Monday, 14 January 2013

Click


I went to see an osteopath today; more specifically I went to the British School of Osteopathy, where you get treated by 4th year students, but pay ridiculously small sums for the experience; about 20 quid for a session. It’s well worth it.

My student osteopath was called Barry, and he was brilliant. Maybe all osteopaths are brilliant – I’ve nothing really to compare him to – but he very quickly seemed to work out what was wrong. There’s an area of my spine which has apparently been frozen for some time, with the vertebrae above and below working overtime to compensate.

He prodded and poked for a while, and tapped my spine, which was apparently hollow-sounding in the affected area. He asked me to lie on the bed, wrapped his arms around mine and suddenly and very sharply twisted. Clllllick. The sound was like a machine gun. I immediately burst into peels of hysterical laughter. I don’t think I’ve ever laughed that much. It was the shock, I suppose, and the ridiculous noise, because it didn’t hurt in the slightest. Apparently many people either laugh or cry when they get “popped.” It triggers a nerve which goes direct to the brain and screams, “react! React!”

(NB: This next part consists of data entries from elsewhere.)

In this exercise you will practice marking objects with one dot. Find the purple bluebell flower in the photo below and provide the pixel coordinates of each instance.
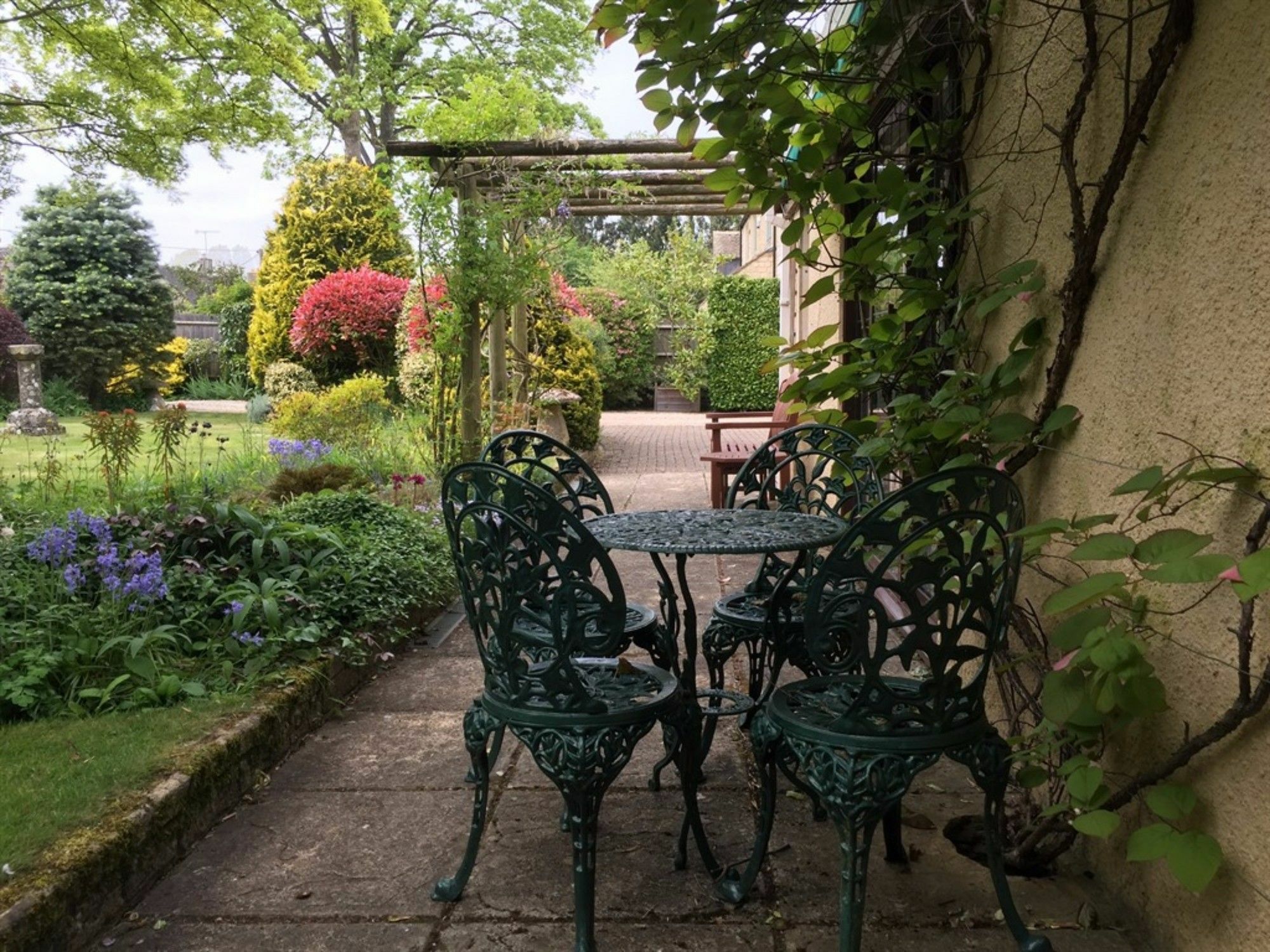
(289, 453)
(145, 577)
(74, 577)
(54, 548)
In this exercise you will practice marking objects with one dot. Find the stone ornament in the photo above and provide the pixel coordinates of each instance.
(31, 418)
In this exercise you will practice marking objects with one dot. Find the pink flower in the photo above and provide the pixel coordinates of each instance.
(1066, 661)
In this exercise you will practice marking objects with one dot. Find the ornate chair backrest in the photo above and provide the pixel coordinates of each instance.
(556, 468)
(525, 563)
(811, 468)
(915, 600)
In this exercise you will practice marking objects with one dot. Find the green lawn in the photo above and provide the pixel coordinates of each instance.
(63, 774)
(22, 455)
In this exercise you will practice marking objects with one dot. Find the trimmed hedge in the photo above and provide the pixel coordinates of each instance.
(742, 313)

I’m apparently to expect some soreness at some point and a lot of stiffness in the morning, but I’m excited to see what difference it’s made.

On the 9th January 1663, Pepys got into a pretty major row with Elizabeth, triggered by the news that their ex-servant, Sarah, was spreading gossip about the Pepyses around London. Elizabeth broke down in tears and said that she’d been telling servants her deepest secrets because she'd no one else to talk to, poor lamb. Pepys was initially sympathetic, until Elizabeth pulled out a letter (written in English) which basically outlined all Pepys’ faults whilst declaring how miserable she’d become. She’d written the letter some time ago, but thought better of sending it.

Pepys was incensed that she’d effectively written a document which could have turned him into a laughing stock if it made its way into the wrong hands. He tore the letter up whilst Elizabeth pleaded with him. He then went into her secret chest and tore up every single letter and document she’d kept over the years; the tokens of love, the little poems, and the letters he’d written to her whilst at sea. All were ripped up in front of her, and then burnt in a display of unacceptable cruelty. The only things he couldn’t bring himself to destroy were the marriage certificates and the very first love letter he’d sent to her.

All was well again by the 13th January, when Elizabeth and Pepys hosted a pretty mega dinner party with “oysters, a hash of rabbits, a lamb, a rare chine of beef, a great dish of roasted fowl, a tart and then fruit and cheese.” Pepys was thrilled with the evening. The house looked neat and tidy with good fires in all the rooms. After eating, the women withdrew to play cards and the gentlemen went to Pepys’ chamber, because the fire in the dining room had started to smoke!